It’s been almost 10 years since the light switch of my life was flipped, changing its color forever; 10 years since I was diagnosed with cancer — with malignant pleural mesothelioma. It’s also nearing my 10-year anniversary as a survivor. The tragic part of this story? The cause of this disease is known, and it’s preventable. A natural mineral, far from harmless.
I’ve been blessed with ten more years I didn’t think I’d have, and through my journey I’ve discovered a purpose for the life I’m able to live that’s bigger and more important than I could’ve ever dreamed up. Personal stories are powerful, and I’m more determined than ever to use mine to fuel and propel a life-saving mission forward. With my story, I aim to bring awareness to asbestos, the deadly cancer-causing mineral that found its way into my lungs when I was a child. This substance needs to be banned, once and for all.

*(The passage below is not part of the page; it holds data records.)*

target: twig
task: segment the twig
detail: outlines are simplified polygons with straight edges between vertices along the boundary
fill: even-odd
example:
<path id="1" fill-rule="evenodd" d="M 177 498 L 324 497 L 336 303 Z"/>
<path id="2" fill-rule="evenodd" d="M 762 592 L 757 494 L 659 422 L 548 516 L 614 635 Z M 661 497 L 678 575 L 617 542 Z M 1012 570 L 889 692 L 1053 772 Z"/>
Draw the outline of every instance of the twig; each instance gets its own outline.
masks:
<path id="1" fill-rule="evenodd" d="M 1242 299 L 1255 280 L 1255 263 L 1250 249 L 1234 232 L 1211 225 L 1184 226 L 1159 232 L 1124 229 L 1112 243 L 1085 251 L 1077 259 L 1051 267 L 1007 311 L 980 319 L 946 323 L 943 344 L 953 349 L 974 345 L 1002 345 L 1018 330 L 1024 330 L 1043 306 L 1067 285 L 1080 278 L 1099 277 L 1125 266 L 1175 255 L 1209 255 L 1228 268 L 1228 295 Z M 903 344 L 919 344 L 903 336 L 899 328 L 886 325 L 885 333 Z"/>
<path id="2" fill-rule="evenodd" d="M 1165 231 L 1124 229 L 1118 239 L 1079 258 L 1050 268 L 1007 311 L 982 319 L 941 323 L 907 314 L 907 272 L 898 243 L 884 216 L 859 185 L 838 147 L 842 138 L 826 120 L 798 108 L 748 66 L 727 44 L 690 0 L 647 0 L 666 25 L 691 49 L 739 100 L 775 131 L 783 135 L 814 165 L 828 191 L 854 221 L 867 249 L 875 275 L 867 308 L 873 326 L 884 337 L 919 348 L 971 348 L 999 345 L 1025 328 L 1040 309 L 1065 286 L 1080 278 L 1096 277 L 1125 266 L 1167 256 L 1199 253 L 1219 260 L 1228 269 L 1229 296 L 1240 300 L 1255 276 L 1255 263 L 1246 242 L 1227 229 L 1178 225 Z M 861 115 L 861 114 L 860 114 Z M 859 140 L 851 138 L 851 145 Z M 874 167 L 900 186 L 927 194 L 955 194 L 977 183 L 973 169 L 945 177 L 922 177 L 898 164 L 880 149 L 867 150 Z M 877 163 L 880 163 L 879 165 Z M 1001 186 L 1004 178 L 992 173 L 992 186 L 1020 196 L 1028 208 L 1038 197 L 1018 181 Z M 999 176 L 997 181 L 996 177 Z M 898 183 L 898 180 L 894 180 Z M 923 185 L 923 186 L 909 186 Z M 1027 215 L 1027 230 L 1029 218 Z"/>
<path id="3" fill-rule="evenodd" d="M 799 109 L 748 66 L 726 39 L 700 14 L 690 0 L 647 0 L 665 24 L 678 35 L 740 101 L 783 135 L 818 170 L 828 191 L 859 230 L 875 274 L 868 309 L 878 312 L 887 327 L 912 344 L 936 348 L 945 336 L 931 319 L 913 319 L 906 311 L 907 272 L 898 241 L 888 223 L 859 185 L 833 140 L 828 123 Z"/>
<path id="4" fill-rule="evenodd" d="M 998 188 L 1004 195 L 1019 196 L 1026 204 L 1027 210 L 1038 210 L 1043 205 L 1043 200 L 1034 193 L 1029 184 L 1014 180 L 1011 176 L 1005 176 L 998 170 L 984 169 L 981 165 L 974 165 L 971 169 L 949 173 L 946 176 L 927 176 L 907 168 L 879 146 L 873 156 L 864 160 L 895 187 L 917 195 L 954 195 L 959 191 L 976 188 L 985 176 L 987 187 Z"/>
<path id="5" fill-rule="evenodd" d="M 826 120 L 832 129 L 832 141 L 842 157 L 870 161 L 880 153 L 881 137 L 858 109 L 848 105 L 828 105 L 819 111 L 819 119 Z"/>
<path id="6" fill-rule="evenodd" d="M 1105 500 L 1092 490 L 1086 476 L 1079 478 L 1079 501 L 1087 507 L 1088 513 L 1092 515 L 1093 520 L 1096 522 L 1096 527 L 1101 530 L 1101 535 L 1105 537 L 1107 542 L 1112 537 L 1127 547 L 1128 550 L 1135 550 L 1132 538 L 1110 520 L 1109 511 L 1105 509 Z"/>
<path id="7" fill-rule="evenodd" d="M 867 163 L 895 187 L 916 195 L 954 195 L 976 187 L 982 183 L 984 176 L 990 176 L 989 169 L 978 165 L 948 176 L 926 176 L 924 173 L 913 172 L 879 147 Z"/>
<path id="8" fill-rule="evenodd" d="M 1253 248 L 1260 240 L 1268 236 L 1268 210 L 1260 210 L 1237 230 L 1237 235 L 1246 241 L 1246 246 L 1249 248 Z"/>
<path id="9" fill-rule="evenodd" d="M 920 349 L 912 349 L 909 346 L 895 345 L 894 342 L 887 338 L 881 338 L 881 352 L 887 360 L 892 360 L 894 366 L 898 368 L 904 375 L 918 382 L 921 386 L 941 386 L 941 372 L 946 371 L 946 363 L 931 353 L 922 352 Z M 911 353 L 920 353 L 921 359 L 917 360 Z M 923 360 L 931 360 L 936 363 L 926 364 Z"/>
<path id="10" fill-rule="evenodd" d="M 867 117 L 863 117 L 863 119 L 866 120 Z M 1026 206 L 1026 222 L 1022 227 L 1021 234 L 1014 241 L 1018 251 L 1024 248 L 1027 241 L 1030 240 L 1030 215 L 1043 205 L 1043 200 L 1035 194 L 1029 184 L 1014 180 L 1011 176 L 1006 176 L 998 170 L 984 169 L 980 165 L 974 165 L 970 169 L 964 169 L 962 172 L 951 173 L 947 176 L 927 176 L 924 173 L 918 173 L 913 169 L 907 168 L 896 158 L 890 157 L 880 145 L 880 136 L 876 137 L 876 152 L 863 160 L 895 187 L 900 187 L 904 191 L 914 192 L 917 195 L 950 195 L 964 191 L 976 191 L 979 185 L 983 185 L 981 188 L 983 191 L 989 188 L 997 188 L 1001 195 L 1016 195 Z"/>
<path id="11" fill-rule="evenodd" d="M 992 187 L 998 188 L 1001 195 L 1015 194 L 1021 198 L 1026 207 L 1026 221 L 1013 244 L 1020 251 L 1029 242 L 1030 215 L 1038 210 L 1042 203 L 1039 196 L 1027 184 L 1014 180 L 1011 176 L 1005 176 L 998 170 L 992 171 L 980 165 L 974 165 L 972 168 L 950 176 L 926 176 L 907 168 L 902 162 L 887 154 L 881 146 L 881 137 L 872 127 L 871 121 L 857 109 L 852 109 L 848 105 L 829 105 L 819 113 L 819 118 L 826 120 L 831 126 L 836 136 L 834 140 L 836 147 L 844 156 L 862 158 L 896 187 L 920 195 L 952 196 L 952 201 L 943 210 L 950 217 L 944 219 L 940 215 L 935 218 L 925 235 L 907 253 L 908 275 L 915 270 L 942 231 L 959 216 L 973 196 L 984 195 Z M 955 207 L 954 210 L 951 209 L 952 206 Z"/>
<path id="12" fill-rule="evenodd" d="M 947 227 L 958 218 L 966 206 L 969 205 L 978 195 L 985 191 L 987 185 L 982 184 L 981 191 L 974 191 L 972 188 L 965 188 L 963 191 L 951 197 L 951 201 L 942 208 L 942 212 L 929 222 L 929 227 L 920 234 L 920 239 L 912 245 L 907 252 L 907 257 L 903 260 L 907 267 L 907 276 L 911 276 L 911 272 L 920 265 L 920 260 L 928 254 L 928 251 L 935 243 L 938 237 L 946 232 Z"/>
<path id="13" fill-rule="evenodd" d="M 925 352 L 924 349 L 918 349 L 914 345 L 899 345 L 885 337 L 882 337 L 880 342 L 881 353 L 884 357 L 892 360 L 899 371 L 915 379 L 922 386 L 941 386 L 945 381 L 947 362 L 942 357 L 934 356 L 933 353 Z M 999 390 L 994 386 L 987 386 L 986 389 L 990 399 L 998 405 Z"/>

When my lung was removed, hope took its place. Along with my beautiful family and friends, that hope has kept me alive, happy, and moving forward.
This message of hope is what I wish to spread leading up to my ten year anniversary, with Beating the Odds: My Decade of Survivorship. Each month for the next 10 months, I am writing a chapter that encapsulates a feeling, moment, or event experienced during my cancer journey. Much like a traditional serial, this online series is meant to allow a growing community to read a story together, one chapter at a time.
Part 1 begins where I began: in Shock. A doctor’s visit meant to determine what was causing my fatigue, pale complexion and shortness of breath turned into more than I had bargained for. Cancer? Mesothelioma — a disease rare for young women, and rare to survive.
From where? From what? From wearing my father’s dusty work jacket, which harbored a danger invisible to us all.
Then, naturally, the Fear and Denial settled in. There were a number of fears — what about Lily, my daughter? What about the family and life I had worked so hard to build with my husband, Cam? What does a life with cancer look like? What does a body with cancer look like? What if the surgery fails, and I die?
Then came Treatment and, eventually, Healing. There was surgery, followed by chemotherapy that tried to break my spirit. With a little bravery and a lot of love, support, and prayer, it failed to do so. Instead, I became stronger. A fire was lit.
The fears don’t go away, but the important thing is that I face them. I want others to feel like they can do the same, no matter the adversity they are facing. As the fourth chapter I’m currently writing will show, there will always be Loss and Setbacks. But that’s where survival comes in, where hope works its magic. Keep moving forward, and you’re a survivor.
I’m just one of countless cancer survivors. I’m just one person out of too many who have been diagnosed with mesothelioma — some who are just beginning their journey, some whose journeys have come to a heartbreaking end. This story is for them.
And, this story is for you, to make you aware of this disease. To make you aware of the fact that asbestos is still legal in the U.S.
Finally, this story is meant to show the world what hope can do. I’d be honored if you joined me on this journey into the past, present, and future.